To drum up support for FlyPaper, HA-LO launched a direct mail campaign last week targeting Fortune 500 companies across the country. The campaign, which will continue for the next two weeks, consists of 300 kits with sample airline tickets, a cover letter and a 24-page booklet describing the product. The company also used telemarketing to reach some companies. HA-LO, a brand marketing company, expects to be able to place advertisements on 15 million boarding passes, luggage tags, travel itineraries and ticket receipts each month.


"It will give advertisers a dynamic and exclusive medium to reach a specific demographic," said Peter Blythe, vice president of marketing at HA-LO.


Though no companies have officially signed on for the program, Blythe said initial response has been positive.


"We have set up meetings with a number of companies that are showing a lot of interest," he said. "Since the airline tickets are going to primarily provide national exposure, we feel that the larger national companies would be perfect for this."


As for the airlines it will be working with, HA-LO has an agreement with airline ticket printer DocuSystems, Morton Grove, IL, that represents "a number of major domestic and international airlines," such as Delta, TWA and Northwest Airlines. The program will initially be domestic.


Blythe said he expects advertisers will like the product because they can deliver a highly targeted ad to a specific audience in an uncluttered environment. "If the ad is on the back of that ticket and they can't get on the plane without it, then they will be forced to see it," he said.
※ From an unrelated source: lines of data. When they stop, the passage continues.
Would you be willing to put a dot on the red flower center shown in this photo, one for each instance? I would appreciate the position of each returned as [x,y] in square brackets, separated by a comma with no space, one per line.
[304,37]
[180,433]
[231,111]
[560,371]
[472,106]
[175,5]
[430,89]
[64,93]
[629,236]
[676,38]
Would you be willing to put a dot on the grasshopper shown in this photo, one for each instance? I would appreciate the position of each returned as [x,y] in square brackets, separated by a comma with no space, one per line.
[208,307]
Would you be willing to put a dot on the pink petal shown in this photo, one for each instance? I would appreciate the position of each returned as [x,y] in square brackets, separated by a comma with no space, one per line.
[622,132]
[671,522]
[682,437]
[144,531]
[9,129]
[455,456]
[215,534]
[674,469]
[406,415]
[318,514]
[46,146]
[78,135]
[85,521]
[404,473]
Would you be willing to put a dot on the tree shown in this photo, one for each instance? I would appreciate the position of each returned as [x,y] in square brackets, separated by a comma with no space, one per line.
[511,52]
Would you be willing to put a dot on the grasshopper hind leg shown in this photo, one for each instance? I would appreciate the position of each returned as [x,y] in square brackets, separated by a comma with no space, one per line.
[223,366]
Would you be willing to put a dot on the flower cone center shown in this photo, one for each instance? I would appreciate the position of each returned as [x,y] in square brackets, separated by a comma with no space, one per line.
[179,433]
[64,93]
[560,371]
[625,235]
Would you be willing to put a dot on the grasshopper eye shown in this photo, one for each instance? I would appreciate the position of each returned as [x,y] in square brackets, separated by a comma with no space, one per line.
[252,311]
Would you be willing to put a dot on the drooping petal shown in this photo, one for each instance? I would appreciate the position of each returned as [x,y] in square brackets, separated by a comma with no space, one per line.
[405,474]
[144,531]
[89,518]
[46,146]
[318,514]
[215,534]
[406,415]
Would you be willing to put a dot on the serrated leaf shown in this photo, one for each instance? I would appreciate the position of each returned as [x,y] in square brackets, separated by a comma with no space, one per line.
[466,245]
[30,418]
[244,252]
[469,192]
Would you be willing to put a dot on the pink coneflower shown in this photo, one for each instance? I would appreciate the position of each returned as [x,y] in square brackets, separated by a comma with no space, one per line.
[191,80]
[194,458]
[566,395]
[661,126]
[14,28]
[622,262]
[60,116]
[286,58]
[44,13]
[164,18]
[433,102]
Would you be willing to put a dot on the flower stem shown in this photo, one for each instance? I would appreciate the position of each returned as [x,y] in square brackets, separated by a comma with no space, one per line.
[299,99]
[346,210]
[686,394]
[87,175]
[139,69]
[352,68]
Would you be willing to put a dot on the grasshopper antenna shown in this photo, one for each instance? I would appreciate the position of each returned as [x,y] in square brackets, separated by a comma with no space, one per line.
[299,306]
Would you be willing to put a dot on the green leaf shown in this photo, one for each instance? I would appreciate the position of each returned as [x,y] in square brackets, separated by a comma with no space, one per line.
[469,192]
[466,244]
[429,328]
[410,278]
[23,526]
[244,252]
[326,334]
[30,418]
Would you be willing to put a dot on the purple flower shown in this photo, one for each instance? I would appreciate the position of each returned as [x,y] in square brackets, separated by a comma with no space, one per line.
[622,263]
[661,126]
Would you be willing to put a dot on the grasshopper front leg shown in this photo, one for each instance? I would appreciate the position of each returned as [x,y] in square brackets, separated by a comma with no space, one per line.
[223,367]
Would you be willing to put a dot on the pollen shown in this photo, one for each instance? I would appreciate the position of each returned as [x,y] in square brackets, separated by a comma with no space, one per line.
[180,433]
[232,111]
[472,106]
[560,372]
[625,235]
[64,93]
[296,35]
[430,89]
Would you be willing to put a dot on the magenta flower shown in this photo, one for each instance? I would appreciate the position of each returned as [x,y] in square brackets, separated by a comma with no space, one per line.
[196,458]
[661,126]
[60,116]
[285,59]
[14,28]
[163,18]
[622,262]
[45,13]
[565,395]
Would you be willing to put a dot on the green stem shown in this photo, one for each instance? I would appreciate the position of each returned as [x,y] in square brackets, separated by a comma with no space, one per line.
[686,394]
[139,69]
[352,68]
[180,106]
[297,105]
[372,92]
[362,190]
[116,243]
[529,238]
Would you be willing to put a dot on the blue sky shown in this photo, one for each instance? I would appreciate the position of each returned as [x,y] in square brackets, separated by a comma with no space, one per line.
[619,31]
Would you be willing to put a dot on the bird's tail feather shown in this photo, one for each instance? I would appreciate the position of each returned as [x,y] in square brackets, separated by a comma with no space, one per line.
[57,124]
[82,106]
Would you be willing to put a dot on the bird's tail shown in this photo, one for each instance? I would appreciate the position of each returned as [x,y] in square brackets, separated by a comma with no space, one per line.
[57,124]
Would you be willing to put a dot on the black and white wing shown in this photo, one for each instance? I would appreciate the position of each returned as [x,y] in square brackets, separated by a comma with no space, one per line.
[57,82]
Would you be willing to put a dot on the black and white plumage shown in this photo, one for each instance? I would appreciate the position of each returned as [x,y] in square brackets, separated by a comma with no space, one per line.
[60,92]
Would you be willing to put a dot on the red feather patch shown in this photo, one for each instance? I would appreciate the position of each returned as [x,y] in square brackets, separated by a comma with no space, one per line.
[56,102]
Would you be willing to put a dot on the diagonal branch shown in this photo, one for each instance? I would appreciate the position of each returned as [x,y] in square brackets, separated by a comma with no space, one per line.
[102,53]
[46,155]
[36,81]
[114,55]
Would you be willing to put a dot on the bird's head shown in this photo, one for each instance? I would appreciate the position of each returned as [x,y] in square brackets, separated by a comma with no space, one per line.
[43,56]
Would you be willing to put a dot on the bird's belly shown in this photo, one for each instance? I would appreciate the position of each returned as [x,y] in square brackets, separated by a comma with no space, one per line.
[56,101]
Companies can either provide the artwork for their ads or can seek design assistance from HA-LO. The amount of space on the back of the documents will allow HA-LO to place ads from more than one advertiser. Blythe said advertisers can provide consumers with an array of response mechanisms, much like campaign pieces sent through the mail.
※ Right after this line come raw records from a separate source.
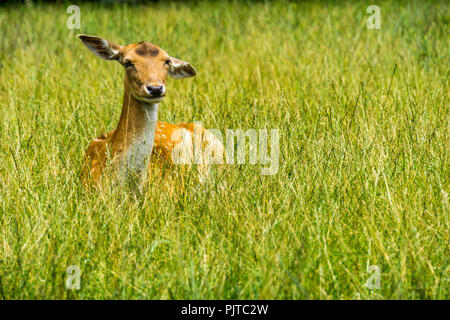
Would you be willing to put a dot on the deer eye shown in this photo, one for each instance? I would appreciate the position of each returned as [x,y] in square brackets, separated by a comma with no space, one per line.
[128,64]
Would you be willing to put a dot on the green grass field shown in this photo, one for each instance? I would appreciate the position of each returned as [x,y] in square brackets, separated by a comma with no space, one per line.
[363,173]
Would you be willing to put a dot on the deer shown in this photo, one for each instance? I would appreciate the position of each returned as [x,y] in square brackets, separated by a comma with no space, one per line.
[139,139]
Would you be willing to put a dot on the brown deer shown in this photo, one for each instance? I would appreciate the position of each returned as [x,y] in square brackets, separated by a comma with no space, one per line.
[139,137]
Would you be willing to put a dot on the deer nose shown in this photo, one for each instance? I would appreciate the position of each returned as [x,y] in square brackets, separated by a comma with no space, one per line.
[155,91]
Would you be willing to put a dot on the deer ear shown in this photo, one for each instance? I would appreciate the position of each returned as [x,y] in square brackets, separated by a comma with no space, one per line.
[180,69]
[101,47]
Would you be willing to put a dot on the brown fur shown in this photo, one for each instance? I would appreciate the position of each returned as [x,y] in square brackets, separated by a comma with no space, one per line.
[148,67]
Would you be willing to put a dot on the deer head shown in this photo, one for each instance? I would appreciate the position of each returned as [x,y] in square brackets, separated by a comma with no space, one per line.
[146,66]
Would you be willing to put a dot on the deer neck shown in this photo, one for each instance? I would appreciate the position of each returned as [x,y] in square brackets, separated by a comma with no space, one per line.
[132,141]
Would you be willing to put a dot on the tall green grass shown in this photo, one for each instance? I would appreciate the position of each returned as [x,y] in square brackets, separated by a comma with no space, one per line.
[364,141]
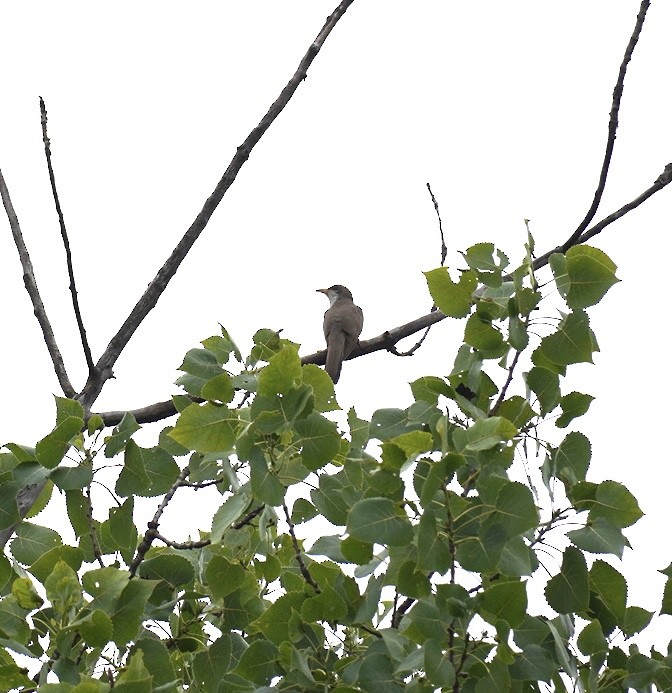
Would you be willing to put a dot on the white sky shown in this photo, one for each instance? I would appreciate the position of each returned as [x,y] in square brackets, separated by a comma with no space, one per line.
[501,106]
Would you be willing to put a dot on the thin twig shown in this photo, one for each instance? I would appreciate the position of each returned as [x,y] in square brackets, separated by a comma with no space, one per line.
[509,378]
[444,250]
[153,525]
[388,339]
[298,553]
[148,300]
[31,288]
[248,518]
[613,126]
[66,242]
[183,545]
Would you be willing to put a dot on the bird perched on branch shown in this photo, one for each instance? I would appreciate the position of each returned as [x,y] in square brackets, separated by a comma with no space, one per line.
[343,324]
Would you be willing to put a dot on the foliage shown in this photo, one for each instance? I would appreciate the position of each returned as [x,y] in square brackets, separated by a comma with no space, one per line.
[429,535]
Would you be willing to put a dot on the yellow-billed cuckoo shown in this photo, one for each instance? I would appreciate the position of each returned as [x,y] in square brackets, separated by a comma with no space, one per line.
[342,326]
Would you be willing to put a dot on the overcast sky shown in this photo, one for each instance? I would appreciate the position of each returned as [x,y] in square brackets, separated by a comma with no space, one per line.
[501,106]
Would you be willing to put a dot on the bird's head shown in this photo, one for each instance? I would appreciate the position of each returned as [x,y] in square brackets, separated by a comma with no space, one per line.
[333,293]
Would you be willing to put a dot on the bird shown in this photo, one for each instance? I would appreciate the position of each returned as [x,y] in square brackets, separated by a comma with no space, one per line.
[342,325]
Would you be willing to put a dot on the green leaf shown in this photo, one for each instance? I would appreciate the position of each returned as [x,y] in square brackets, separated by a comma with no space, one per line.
[14,678]
[206,428]
[199,366]
[599,536]
[591,639]
[413,582]
[483,336]
[517,410]
[223,576]
[546,386]
[232,508]
[265,484]
[328,605]
[156,658]
[487,433]
[69,478]
[505,601]
[52,448]
[147,471]
[453,299]
[259,662]
[134,678]
[319,440]
[413,443]
[534,663]
[9,511]
[388,423]
[95,423]
[32,541]
[122,529]
[322,387]
[279,623]
[212,664]
[121,434]
[283,372]
[666,606]
[26,594]
[610,587]
[572,459]
[641,672]
[95,628]
[44,565]
[591,274]
[433,549]
[567,592]
[636,619]
[222,347]
[438,666]
[356,551]
[572,342]
[615,504]
[379,520]
[516,510]
[174,570]
[129,610]
[219,388]
[573,405]
[518,336]
[429,388]
[63,589]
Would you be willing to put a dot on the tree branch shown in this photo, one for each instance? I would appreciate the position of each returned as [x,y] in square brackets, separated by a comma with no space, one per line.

"They can put an immediate call-to-action on it, direct them to a Web site, mail it in, or ask them to hold on to it making it a redeemable certificate," he said.


In research it conducted before releasing FlyPaper, HA-LO found that 84 percent of the people who leave airports hang onto their tickets or boarding passes; 65 percent also have two or three other documents they keep that are related to the trip; and most people leaving the ticket counter look at their boarding information to check the gate number.
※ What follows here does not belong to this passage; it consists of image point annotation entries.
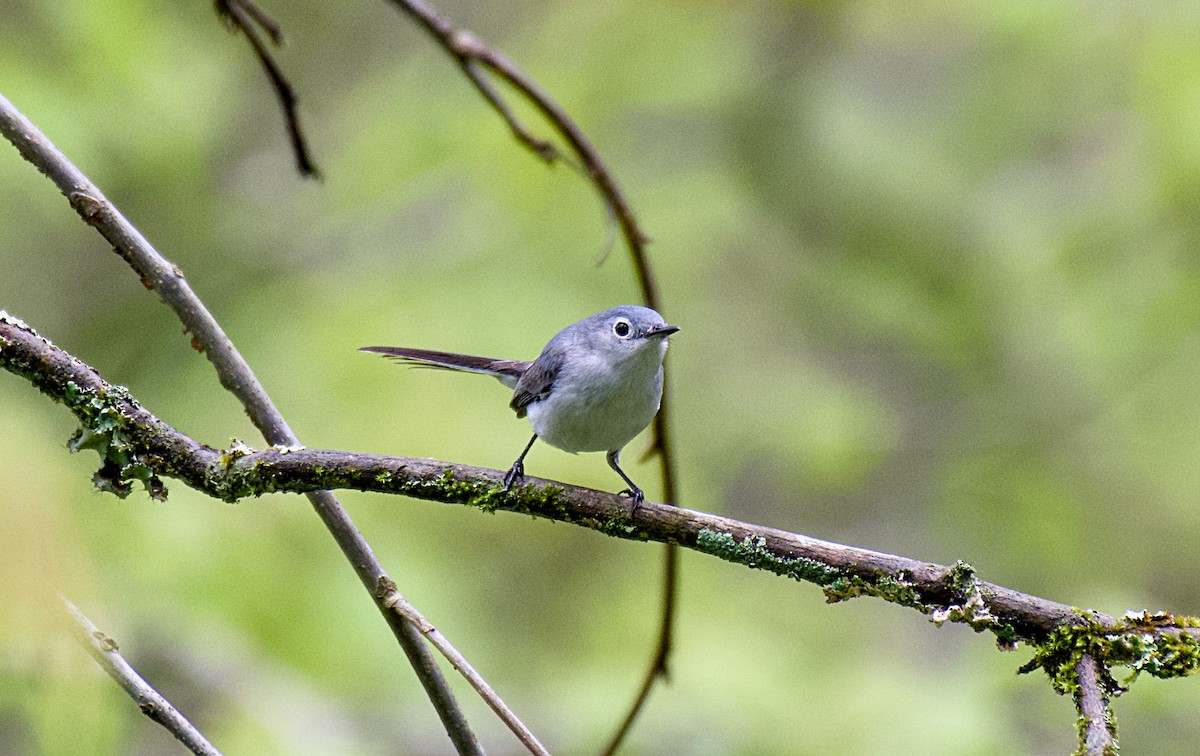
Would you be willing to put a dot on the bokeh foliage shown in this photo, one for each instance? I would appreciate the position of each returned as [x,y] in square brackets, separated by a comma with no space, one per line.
[936,267]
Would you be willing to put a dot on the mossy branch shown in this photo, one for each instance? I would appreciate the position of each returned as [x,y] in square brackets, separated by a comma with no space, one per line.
[137,445]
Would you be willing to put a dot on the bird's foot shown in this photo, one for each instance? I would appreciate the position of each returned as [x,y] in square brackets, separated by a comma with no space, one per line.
[515,474]
[636,497]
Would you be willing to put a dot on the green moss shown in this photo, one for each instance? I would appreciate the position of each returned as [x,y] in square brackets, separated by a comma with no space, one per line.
[1138,642]
[102,430]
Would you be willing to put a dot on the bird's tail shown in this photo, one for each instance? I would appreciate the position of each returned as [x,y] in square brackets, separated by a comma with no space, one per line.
[505,371]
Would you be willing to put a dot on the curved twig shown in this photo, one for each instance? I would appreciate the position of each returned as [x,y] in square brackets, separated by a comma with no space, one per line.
[945,593]
[1097,731]
[234,372]
[472,54]
[247,18]
[151,702]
Blythe would not give numbers on how much it costs to participate in the program, but said it's based on a cost-per-thousand and cost-per-redemption model. The cost would be comparable "with similar vehicles that have nearly the same reach and exposure."


In the past year, HA-LO has reported lower-than-expected estimates, and its stock has dropped form $25 a share to less than $5. In its third-quarter results, released late last month, the company said it saw a decrease in sales of 2 percent, from $150 million to $147 million. It also saw a net loss from recurring operations of $2.6 million compared to a net income of $8.4 million in the same period a year ago. Meanwhile, the company reported that its sales increased 12 percent to $464 million over $413 million last year.